Friday, August 30, 2013
Tale of how Keith Owen asked for £2.3m fortune to be spent on one million flowers makes national and international headlines
A CHALLENGE to plant one million flowers and fulfil the dying wish of a banker who bequeathed Sidmouth his £2.3million fortune has made national and international headlines.
The Herald reported last week how cash from the late Keith Owen’s gift to the town will be used by the Sid Vale Association (SVA) to turn swathes of the Sid Valley into an ‘iconic spectacle’ in springtime.
And the unique project has been given a huge publicity boost, along with the resort, after the tale was subsequently picked up by most British tabloids and broadsheets.
It even made it as far as Germany, Spain and former investment banker Keith’s home nation of Canada.
Photos of Connaught Gardens and the seafront got a good showing alongside the story on the world’s most popular news site Mail Online.
The Sun, The Mirror, The Telegraph, The Express, The Guardian and even The Ottowa Citizen were among those to follow suit.
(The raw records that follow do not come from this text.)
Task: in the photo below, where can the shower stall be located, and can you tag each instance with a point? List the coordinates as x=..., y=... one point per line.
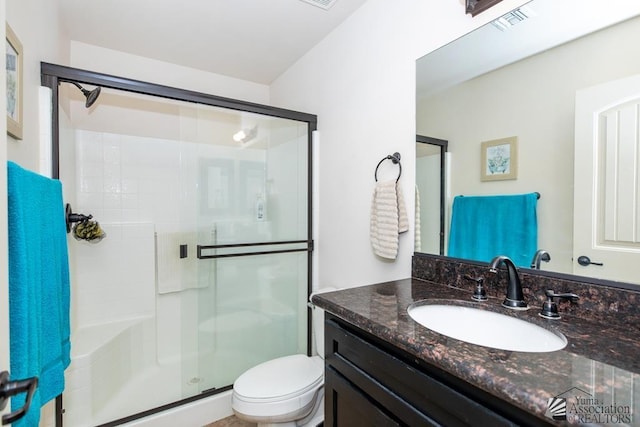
x=204, y=271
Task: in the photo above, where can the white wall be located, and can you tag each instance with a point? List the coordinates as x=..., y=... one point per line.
x=360, y=81
x=109, y=61
x=36, y=25
x=536, y=105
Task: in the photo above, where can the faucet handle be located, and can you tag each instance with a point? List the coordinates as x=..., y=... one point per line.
x=550, y=308
x=479, y=294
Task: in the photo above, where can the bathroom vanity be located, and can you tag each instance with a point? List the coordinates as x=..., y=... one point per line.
x=383, y=368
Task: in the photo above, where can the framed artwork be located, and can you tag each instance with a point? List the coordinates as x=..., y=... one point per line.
x=499, y=159
x=476, y=6
x=14, y=84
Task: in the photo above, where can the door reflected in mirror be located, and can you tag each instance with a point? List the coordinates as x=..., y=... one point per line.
x=430, y=192
x=468, y=96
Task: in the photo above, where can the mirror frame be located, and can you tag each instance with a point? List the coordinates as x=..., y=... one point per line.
x=475, y=7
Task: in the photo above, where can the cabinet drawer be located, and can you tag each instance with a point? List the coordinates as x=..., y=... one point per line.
x=410, y=395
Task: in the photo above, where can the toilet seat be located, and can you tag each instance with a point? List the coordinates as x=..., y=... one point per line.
x=279, y=389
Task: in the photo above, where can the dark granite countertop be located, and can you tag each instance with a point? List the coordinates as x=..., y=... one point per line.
x=598, y=368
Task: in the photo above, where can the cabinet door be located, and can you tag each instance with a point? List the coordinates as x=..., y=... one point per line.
x=346, y=405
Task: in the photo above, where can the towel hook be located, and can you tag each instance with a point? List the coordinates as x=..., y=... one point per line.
x=395, y=158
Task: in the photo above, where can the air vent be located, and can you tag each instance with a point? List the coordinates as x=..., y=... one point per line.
x=513, y=18
x=324, y=4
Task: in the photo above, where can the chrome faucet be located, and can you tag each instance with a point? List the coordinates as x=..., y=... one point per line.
x=515, y=298
x=541, y=255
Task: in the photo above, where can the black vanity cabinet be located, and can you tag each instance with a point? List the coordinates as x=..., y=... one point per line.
x=371, y=383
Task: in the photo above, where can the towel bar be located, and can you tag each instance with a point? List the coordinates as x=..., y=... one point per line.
x=395, y=158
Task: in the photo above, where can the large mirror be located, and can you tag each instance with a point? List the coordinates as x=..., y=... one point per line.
x=518, y=77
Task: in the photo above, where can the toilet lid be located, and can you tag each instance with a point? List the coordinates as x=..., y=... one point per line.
x=281, y=377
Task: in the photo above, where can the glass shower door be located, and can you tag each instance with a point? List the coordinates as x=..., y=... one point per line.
x=253, y=245
x=205, y=268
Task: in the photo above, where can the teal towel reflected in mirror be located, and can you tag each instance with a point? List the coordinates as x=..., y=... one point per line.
x=485, y=226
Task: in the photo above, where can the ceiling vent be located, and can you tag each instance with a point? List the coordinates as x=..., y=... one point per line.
x=324, y=4
x=512, y=18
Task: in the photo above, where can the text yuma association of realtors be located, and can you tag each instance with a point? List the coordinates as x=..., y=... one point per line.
x=591, y=410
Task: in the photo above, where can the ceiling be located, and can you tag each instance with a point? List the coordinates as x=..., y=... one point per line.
x=254, y=40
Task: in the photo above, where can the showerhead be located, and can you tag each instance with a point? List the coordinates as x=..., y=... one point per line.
x=91, y=95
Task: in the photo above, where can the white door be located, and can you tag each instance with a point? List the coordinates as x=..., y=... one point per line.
x=606, y=230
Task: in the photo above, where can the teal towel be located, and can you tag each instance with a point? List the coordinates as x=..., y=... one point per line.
x=485, y=226
x=38, y=286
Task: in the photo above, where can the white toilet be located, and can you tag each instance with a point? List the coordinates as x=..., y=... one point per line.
x=287, y=391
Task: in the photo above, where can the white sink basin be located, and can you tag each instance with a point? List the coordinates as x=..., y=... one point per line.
x=486, y=328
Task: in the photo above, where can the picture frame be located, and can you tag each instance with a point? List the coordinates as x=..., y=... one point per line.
x=474, y=7
x=14, y=83
x=499, y=159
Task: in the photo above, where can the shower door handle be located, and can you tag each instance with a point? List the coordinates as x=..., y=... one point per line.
x=12, y=388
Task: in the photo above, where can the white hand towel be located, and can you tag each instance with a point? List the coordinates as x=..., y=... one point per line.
x=388, y=219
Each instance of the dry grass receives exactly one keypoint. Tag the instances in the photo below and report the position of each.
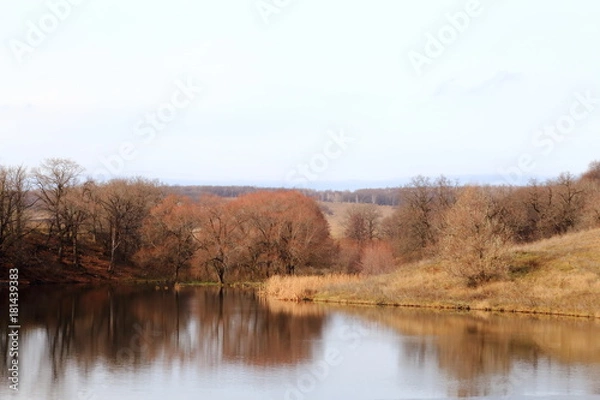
(557, 276)
(298, 288)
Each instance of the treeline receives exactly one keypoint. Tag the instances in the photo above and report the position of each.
(382, 197)
(161, 232)
(470, 228)
(134, 222)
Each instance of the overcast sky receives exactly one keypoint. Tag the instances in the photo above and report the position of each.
(317, 93)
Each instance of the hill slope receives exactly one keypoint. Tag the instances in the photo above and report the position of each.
(555, 276)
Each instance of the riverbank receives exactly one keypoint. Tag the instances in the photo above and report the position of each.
(558, 276)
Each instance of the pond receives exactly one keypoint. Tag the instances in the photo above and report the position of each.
(197, 342)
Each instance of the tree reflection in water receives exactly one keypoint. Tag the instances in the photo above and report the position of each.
(133, 327)
(479, 352)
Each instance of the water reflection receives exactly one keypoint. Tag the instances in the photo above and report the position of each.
(121, 342)
(483, 354)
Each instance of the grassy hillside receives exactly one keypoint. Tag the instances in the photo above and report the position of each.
(555, 276)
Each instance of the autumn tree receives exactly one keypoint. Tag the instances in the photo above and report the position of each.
(75, 213)
(593, 172)
(168, 235)
(474, 242)
(54, 178)
(361, 222)
(287, 231)
(124, 204)
(416, 225)
(14, 205)
(218, 236)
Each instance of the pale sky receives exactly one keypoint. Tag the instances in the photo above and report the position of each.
(307, 93)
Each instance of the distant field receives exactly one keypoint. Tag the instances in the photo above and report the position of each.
(338, 211)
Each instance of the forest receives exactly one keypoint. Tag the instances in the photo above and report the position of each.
(54, 221)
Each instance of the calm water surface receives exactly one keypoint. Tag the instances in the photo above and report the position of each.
(143, 343)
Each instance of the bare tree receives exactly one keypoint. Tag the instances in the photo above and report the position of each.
(362, 222)
(475, 242)
(124, 203)
(54, 178)
(14, 204)
(168, 233)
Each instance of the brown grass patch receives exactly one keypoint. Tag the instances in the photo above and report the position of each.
(558, 276)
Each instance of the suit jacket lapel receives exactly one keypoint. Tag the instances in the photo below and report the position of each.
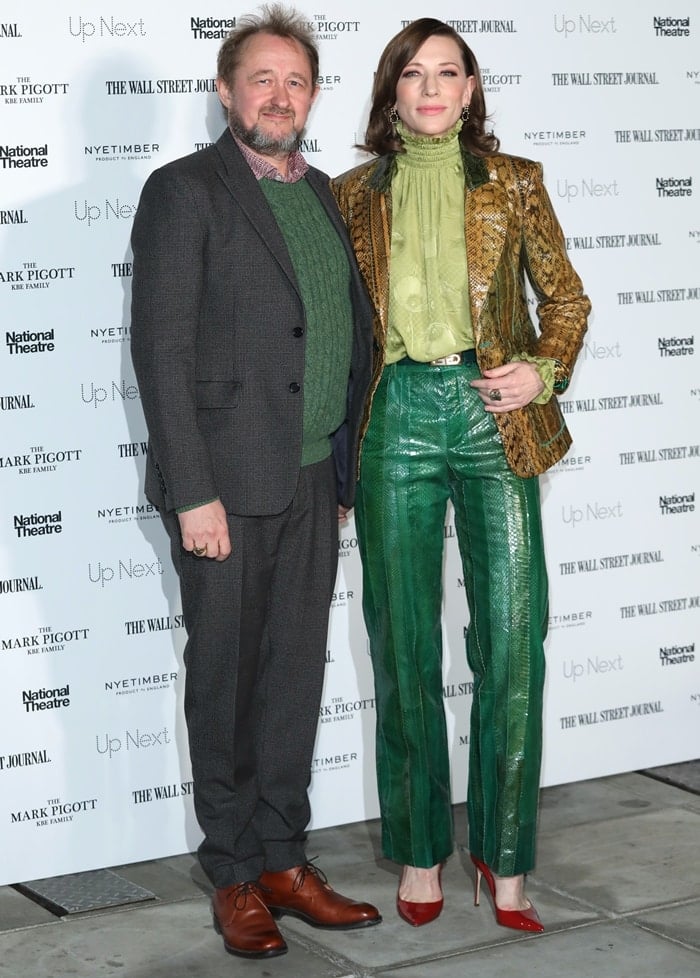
(239, 180)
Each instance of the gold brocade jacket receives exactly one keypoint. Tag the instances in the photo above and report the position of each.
(511, 232)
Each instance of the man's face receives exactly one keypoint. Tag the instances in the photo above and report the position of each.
(269, 98)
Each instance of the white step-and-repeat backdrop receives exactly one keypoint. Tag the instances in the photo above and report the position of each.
(94, 768)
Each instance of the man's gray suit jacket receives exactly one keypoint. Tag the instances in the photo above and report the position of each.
(218, 337)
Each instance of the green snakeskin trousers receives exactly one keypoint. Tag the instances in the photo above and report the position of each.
(430, 440)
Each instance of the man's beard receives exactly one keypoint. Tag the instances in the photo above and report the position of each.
(262, 142)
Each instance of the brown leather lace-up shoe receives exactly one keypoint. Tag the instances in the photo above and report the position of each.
(303, 892)
(245, 923)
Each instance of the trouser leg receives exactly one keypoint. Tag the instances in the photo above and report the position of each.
(400, 511)
(301, 594)
(498, 522)
(255, 656)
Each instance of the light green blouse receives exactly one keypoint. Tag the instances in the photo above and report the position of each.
(429, 312)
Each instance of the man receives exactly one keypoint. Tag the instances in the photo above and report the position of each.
(251, 343)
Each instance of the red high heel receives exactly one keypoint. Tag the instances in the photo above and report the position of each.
(516, 919)
(417, 914)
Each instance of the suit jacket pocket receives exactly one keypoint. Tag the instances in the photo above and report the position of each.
(212, 394)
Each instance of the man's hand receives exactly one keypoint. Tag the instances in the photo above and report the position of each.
(205, 531)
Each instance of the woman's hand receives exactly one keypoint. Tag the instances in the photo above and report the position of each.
(509, 387)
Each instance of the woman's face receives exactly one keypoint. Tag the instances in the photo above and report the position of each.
(433, 88)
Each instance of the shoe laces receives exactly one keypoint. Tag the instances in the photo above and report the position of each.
(240, 894)
(308, 869)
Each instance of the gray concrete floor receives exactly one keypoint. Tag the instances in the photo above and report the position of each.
(617, 885)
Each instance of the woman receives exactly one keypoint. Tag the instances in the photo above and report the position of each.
(462, 407)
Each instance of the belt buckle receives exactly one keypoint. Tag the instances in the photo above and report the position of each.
(451, 360)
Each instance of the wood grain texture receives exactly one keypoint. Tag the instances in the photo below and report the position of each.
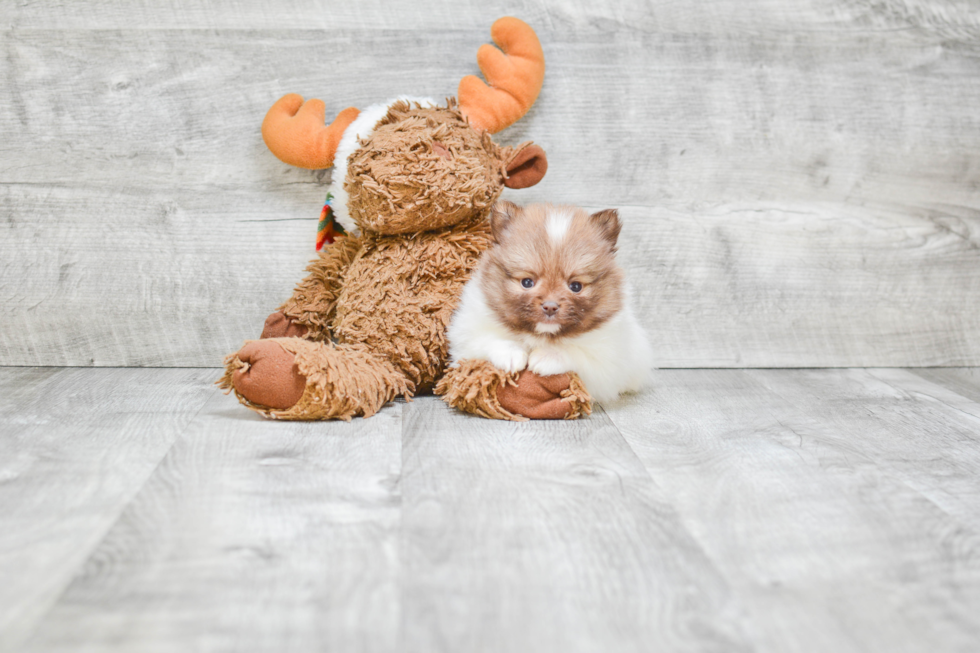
(957, 19)
(721, 510)
(800, 180)
(75, 447)
(841, 505)
(251, 535)
(546, 536)
(964, 381)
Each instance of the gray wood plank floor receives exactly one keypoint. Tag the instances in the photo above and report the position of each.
(720, 510)
(799, 179)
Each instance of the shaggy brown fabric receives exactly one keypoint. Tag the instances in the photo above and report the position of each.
(472, 387)
(342, 381)
(278, 325)
(400, 294)
(561, 396)
(377, 305)
(399, 182)
(314, 302)
(477, 387)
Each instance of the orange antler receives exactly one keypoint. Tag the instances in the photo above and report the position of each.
(515, 77)
(295, 133)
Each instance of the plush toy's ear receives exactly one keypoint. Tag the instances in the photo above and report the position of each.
(294, 131)
(526, 167)
(500, 217)
(608, 223)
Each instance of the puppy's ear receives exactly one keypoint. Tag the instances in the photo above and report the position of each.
(608, 223)
(501, 215)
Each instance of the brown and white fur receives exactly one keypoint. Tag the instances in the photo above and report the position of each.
(549, 297)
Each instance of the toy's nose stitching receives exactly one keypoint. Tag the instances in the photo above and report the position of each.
(441, 150)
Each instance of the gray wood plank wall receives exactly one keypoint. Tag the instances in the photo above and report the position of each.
(800, 180)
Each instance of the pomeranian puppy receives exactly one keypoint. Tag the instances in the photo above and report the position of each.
(549, 297)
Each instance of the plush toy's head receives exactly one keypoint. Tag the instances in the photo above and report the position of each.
(410, 165)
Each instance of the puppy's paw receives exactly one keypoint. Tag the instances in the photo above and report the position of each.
(508, 357)
(545, 362)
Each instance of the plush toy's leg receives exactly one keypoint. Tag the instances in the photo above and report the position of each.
(293, 378)
(310, 311)
(478, 387)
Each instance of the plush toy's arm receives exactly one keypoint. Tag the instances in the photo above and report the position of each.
(477, 387)
(311, 309)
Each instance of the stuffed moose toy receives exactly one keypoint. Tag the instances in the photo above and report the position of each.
(413, 186)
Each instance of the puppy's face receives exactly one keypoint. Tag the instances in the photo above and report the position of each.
(553, 271)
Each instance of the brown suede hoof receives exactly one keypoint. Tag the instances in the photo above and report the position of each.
(270, 376)
(537, 397)
(278, 325)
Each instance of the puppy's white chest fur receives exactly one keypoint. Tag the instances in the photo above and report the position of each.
(614, 358)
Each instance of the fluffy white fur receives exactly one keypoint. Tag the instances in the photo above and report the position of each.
(362, 127)
(612, 359)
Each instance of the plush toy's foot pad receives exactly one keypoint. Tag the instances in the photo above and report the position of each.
(268, 375)
(278, 325)
(298, 379)
(542, 397)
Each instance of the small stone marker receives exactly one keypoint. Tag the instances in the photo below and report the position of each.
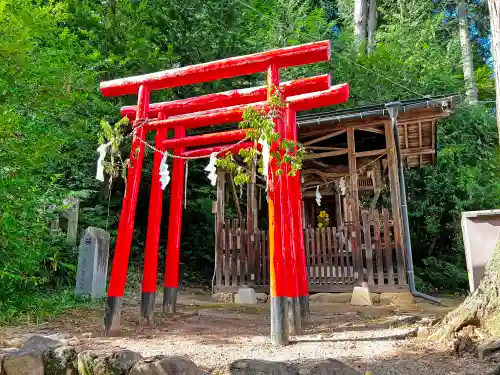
(246, 296)
(361, 296)
(92, 268)
(71, 215)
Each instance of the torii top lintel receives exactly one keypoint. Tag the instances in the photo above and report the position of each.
(230, 98)
(220, 69)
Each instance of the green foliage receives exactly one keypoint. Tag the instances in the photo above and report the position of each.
(465, 178)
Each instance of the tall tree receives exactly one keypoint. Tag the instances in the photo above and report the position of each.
(467, 62)
(494, 7)
(372, 25)
(360, 21)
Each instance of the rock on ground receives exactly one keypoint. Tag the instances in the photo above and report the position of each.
(60, 360)
(23, 362)
(307, 367)
(260, 367)
(116, 363)
(163, 365)
(223, 297)
(331, 297)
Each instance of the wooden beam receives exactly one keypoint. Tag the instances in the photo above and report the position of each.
(325, 148)
(331, 135)
(354, 202)
(394, 186)
(236, 200)
(325, 154)
(370, 153)
(417, 151)
(372, 130)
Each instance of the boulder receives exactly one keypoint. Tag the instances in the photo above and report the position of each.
(116, 363)
(60, 360)
(325, 367)
(246, 296)
(259, 367)
(361, 296)
(261, 297)
(331, 297)
(163, 365)
(223, 297)
(23, 362)
(42, 343)
(397, 299)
John Humprys spoke on the subject on his Radio 4 show.
“It’s great to have this publicity on such an original idea,” said Sidmouth Chamber of Commerce chairman Steven Kendall-Torry.
The first phase of the initiative will see 130,000 daffodils, snowdrops, crocuses and other bulbs planted in more than 40 areas in the space of two months.
SVA president Handel Bennett hopes the blossoming bid will extend Sidmouth’s tourist season and boost visitor numbers.
He added that, for the project to be a success, volunteer help is needed any time from September to November to support named groups.Handel said the bulbs, worth more than £20,000, are of no financial cost to the town or individuals and it is hoped none will be thrown away or wasted.
He added that it is hoped one of the major outcomes will be ‘a shared achievement through community effort’.
The well-established Keith Owen Fund, administered by the SVA, has boosted community projects to the tune of more than £400,000 to date.
Keith left £1.5million in cash and £800,000 in property to the SVA after his death from cancer in 2007.
His will stated that the capital should remain untouched but each year the estimated £120,000 interest should be spent on projects in Sidmouth, Sidford and Sidbury.